What became immediately clear last season — and what had been fogged up by an incompetent staff, quarterback play and offensive line injuries — was Johnson lost the explosiveness and elusiveness that made him such a great player.

Even with Murray at the helm, that special sauce of a dynamic quarterback and play-caller didn’t help Johnson look anything but pedestrian.
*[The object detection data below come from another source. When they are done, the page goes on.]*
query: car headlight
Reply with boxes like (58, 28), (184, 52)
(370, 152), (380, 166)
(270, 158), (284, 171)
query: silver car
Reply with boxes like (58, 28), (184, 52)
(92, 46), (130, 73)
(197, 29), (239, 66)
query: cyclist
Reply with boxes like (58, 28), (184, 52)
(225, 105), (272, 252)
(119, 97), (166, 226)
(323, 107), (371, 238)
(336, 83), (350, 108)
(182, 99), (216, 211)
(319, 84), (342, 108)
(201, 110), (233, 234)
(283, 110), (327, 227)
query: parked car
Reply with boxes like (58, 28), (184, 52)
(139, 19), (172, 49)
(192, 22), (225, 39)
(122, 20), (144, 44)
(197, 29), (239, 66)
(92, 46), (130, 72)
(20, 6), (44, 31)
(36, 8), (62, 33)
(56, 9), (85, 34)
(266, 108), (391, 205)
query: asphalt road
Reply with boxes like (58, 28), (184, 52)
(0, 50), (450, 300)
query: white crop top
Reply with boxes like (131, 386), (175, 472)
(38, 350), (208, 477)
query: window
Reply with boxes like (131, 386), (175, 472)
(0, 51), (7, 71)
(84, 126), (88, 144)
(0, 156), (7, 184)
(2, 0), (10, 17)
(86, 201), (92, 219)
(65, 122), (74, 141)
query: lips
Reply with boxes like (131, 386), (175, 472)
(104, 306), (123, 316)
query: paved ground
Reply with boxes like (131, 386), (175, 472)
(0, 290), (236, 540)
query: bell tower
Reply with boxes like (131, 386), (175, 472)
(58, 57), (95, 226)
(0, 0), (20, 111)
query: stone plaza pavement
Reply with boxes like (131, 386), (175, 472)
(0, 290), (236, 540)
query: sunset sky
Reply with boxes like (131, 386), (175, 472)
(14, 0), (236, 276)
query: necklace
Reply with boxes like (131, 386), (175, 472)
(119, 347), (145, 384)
And quite frankly, washed.

Johnson injured his ankle in Week 7, and when backup Chase Edmonds went down too, Arizona was forced to add another running back.

Oct. 28, 2019: Cardinals trade for Drake

(Photo by Ralph Freso/Getty Images)

The Cardinals acquired Miami’s Kenyan Drake for a fifth-round pick, and Arizona was quickly reminded what it looked like to have a competent playmaker at running back.

When Johnson returned from injury, Drake’s emergence led to his role being severely cut down. Johnson played 77 snaps in Week 1 and would combine for 75 in his last five games.

Johnson finished his final season with the Cardinals rushing for 345 yards and two touchdowns, doing more in the passing game with 370 yards and four scores there.

The attention would then turn to what the Cardinals do with Johnson. Drake appeared to be the future of the backfield, as the team openly hoped he would return.

Johnson’s contract seemingly made it impossible to deal him. He was due to make $10.2 million in base salary for 2020 and $7.95 million in his final season of the deal for 2021. His 2020 salary became fully guaranteed last March and the 2021 mark has $2.1 million guaranteed on March 20 of this year.

The Cardinals seemed stuck with him.

March 16, 2020: That’s all folks

(AP Photo/Kathy Willens)

That is until Bill O’Brien reminded the football world how much he sucks at his job again.

In what is being called one of the worst trades in the past few years, the Houston Texans acquired Johnson, a 2020 second-round pick and a 2021 fourth-round pick, sending the Cardinals back a 2020-fourth round pick. Oh, and Arizona also got All-Pro wide receiver DeAndre Hopkins.

And somehow, the Texans would take on all of Johnson’s remaining salary as well. Talk about a cherry on top!

Johnson goes to Houston, where at the time of writing the Texans have leading rusher Carlos Hyde as a free agent and are bringing back Duke Johnson.